И наконец, последний этап: новый взлет, борьба против тирании, за res publica, фактическое руководство государственной политикой (с декабря 44 по апрель 43 г.). С одной стороны, как уже отмечалось в литературе, речь шла на сей раз о вполне реальной опасности, ибо Марк Антоний представлял собой куда более серьезную угрозу жизни Цицерона, чем в свое время Катилина, и потому позиция Цицерона в этой борьбе была, безусловно, более принципиальной и последовательной. С другой стороны, — и об этом также сказано выше — пожалуй, никогда в своей жизни Цицерон, даже если учесть всю историю его отношений с Клодием, не вел в такой степени личной борьбы и не испытывал такой личной ненависти, как в этом последнем случае с Антонием. Но здесь, конечно, действовали не только персональные мотивы. Ситуация действительно сложилась так, что «личная» борьба против Марка Антония была ближайшей и вместе с тем неизбежной задачей, которую следовало срочно разрешить, прежде чем переходить к реализации задачи более высокой, но и более отдаленной — восстановление res publica.
Как бы то ни было, но в ходе этой борьбы Цицерон в значительной мере отрешился от своих прежних — времен борьбы с Катилиной (и Клодием) — беспочвенных иллюзий. Мы уже отмечали, что в кампании, организованной им против Антония, чувствуется расчет и опыт зрелого политика. Поддержка цезарианской оппозиции против Марка Антония, возглавляемой Октавианом, объединение ее с оппозицией сенатской, полное понимание того, что необходима опора на вооруженную силу и готовность в любой момент перейти от войны словесной к борьбе с оружием в руках, т.е. к гражданской войне, — все это говорит о том, что Цицерон подверг коренному пересмотру свое понимание целей, задач и методов политической борьбы.
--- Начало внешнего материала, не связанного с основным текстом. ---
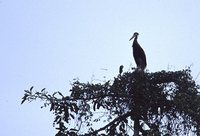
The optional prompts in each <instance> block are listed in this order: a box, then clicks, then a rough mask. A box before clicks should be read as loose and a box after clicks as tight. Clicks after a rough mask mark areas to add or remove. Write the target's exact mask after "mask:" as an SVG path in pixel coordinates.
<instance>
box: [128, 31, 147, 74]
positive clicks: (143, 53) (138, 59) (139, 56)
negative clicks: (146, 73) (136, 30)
mask: <svg viewBox="0 0 200 136" xmlns="http://www.w3.org/2000/svg"><path fill="white" fill-rule="evenodd" d="M138 35H139V33H138V32H135V33H134V34H133V36H132V37H131V39H130V40H132V39H133V38H134V40H133V45H132V47H133V57H134V59H135V63H136V65H137V69H138V70H142V71H144V69H145V68H146V66H147V62H146V55H145V52H144V50H143V49H142V47H141V46H140V45H139V43H138V41H137V38H138ZM130 40H129V41H130Z"/></svg>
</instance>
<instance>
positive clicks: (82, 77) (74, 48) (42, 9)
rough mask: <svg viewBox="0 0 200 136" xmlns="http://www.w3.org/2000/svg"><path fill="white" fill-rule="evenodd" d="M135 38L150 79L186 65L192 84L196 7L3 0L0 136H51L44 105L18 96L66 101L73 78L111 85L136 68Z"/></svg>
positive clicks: (51, 114)
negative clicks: (28, 102) (93, 75)
mask: <svg viewBox="0 0 200 136" xmlns="http://www.w3.org/2000/svg"><path fill="white" fill-rule="evenodd" d="M135 31H137V32H139V33H140V35H139V39H138V41H139V43H140V45H141V46H142V47H143V49H144V50H145V52H146V56H147V63H148V64H147V69H148V70H149V71H150V72H155V71H160V70H167V69H169V70H181V69H184V68H186V67H187V66H190V65H192V67H191V69H192V75H193V77H194V78H196V77H197V75H198V73H199V72H200V55H199V54H200V38H199V36H200V1H199V0H187V1H186V0H165V1H164V0H151V1H144V0H140V1H139V0H138V1H136V0H125V1H121V0H99V1H97V0H96V1H95V0H79V1H78V0H77V1H76V0H1V1H0V63H1V65H0V66H1V68H0V81H1V87H0V91H1V92H0V107H1V110H0V119H1V123H0V133H1V134H0V135H2V136H13V135H16V136H27V135H29V136H54V135H55V130H54V128H53V127H52V122H53V118H54V116H53V115H52V113H50V112H49V109H48V108H47V109H40V106H41V104H42V103H43V102H40V101H37V102H33V103H25V104H23V105H20V103H21V98H22V97H23V95H24V90H25V89H29V88H30V87H31V86H34V87H35V89H36V90H38V91H39V90H41V89H42V88H44V87H45V88H47V91H49V92H50V93H52V92H54V91H61V92H62V93H63V94H67V93H68V90H69V89H70V82H71V81H73V78H77V77H78V78H79V79H80V81H82V82H86V81H91V79H92V78H94V79H104V76H106V79H112V78H113V77H114V76H116V75H117V74H118V68H119V66H120V65H121V64H123V65H124V70H125V71H127V70H128V69H129V68H130V65H132V66H135V62H134V61H133V57H132V47H131V45H132V41H131V42H130V41H129V39H130V37H131V36H132V34H133V32H135ZM104 69H107V70H104ZM93 75H94V76H95V77H93ZM196 80H197V82H198V83H200V82H199V81H200V76H199V77H197V79H196Z"/></svg>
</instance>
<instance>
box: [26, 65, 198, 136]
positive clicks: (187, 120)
mask: <svg viewBox="0 0 200 136" xmlns="http://www.w3.org/2000/svg"><path fill="white" fill-rule="evenodd" d="M190 73H191V71H190V69H185V70H180V71H175V72H173V71H160V72H154V73H150V72H147V71H146V72H144V73H142V72H138V71H137V70H136V71H132V72H125V73H123V74H122V75H121V74H120V75H118V76H117V77H116V78H114V80H112V81H111V80H109V81H106V82H103V83H89V82H88V83H81V82H79V81H78V80H76V81H75V82H73V83H72V88H71V90H70V92H71V95H70V96H63V95H62V93H60V92H55V93H54V94H52V95H49V94H48V93H47V92H45V90H44V89H43V90H42V91H40V92H35V93H33V91H32V90H33V88H30V90H25V95H24V97H23V98H22V103H24V102H25V101H32V100H35V99H41V100H44V101H45V102H44V105H45V106H46V105H49V107H50V111H52V112H53V113H54V114H55V120H54V125H55V124H56V125H57V126H58V127H57V129H58V133H57V136H65V135H74V136H76V135H102V136H103V135H111V136H112V135H125V136H126V135H130V134H131V133H133V122H134V121H135V119H136V117H139V120H140V132H141V133H142V135H185V134H188V133H189V132H193V133H194V134H197V135H198V134H199V130H200V127H199V124H200V95H199V92H198V90H199V86H198V85H197V84H196V83H195V81H194V80H193V79H192V76H191V74H190ZM97 113H102V114H97ZM72 120H75V121H76V124H77V125H76V126H75V127H72V126H70V125H68V124H70V121H72ZM101 121H103V123H104V125H103V126H102V127H98V126H95V124H98V122H101ZM101 124H102V122H101ZM67 126H68V127H67ZM86 128H88V129H87V131H86V132H83V131H82V130H83V129H86ZM131 131H132V132H131Z"/></svg>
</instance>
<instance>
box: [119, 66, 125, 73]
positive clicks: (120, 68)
mask: <svg viewBox="0 0 200 136" xmlns="http://www.w3.org/2000/svg"><path fill="white" fill-rule="evenodd" d="M123 68H124V66H123V65H121V66H120V67H119V74H120V75H121V74H122V72H123Z"/></svg>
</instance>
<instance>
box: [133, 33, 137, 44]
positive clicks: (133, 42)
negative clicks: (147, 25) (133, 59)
mask: <svg viewBox="0 0 200 136" xmlns="http://www.w3.org/2000/svg"><path fill="white" fill-rule="evenodd" d="M134 43H136V44H138V41H137V35H136V36H135V38H134V40H133V45H135V44H134Z"/></svg>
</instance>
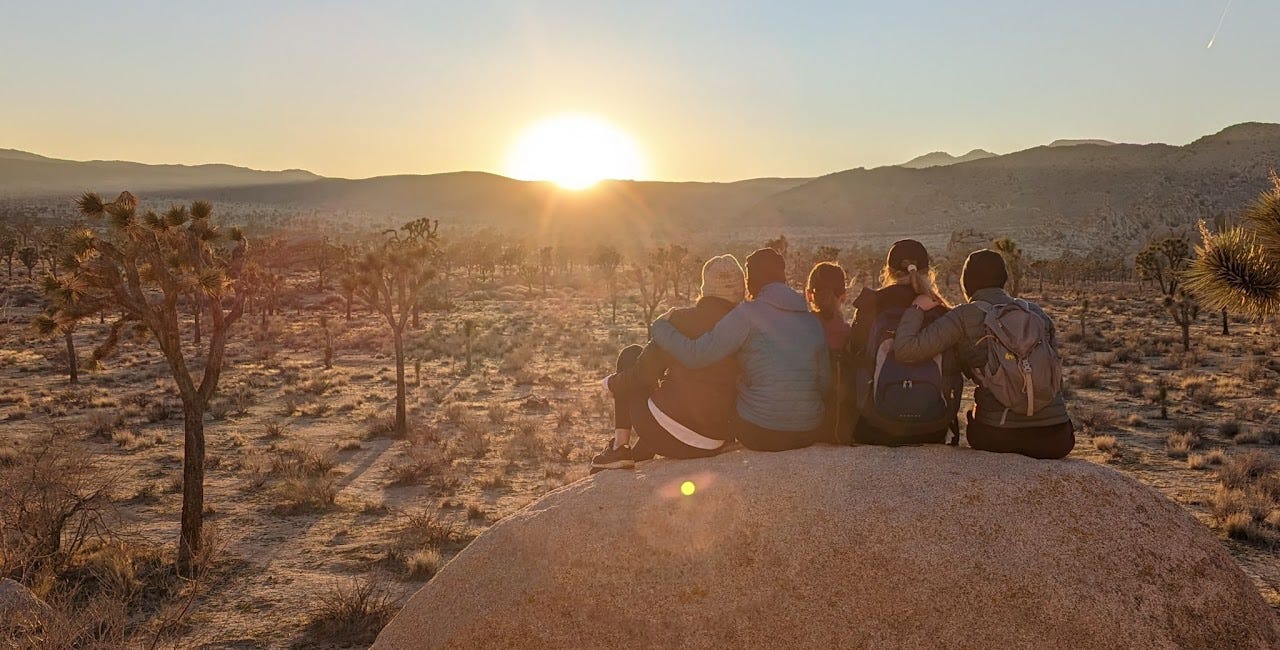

И если некогда он совершенно искренне заявлял, что он никоим образом не сторонник хирургического вмешательства, то теперь только на отсечение пораженных частей общественного организма, только на физическое уничтожение тирана он возлагал все свои упования.
Изменилось теперь и отношение Цицерона к его собственным политическим лозунгам. По существу пересмотрен вопрос о приоритете «тоги» над «мечом». Если этот приоритет ликующе утверждался после победы над Катилиной, если примерно через семь лет после событий Цицерон все же ревностно его защищал и отстаивал, то в трактате «Об обязанностях» пресловутый стих из его собственной поэмы звучит скорее как воспоминание о славном прошлом, а вовсе не как лозунг и призыв. И наконец, в Филиппиках Цицерон вынужден признать уже обратное соотношение — теперь «тога» отступает и склоняется перед «оружием».
Что касается другого лозунга, верность которому Цицерон пронес до конца своей политической деятельности, лозунга «согласие сословий», то здесь дело обстоит следующим образом. Мы могли убедиться в том, что этот лозунг впервые наметился еще в 66 г., в речи за Клуенция. В дальнейшем он становится лейтмотивом почти всех политических выступлений Цицерона. Он звучит с особой силой и торжеством в Катилинариях, он возрождается в речах по возвращении из изгнания, он звучит в годы «анархии», и, наконец, мы слышим его в Филиппиках, где снова возникает страстный призыв ко всем сословиям и всем «честным людям» объединиться в борьбе против новой тирании. Итак, Цицерон действительно сохранял верность своему излюбленному лозунгу вплоть до последних дней. Чем же это объясняется? Каков был реальный смысл и значение лозунга, дающие, очевидно, возможность применять его в самой различной политической обстановке?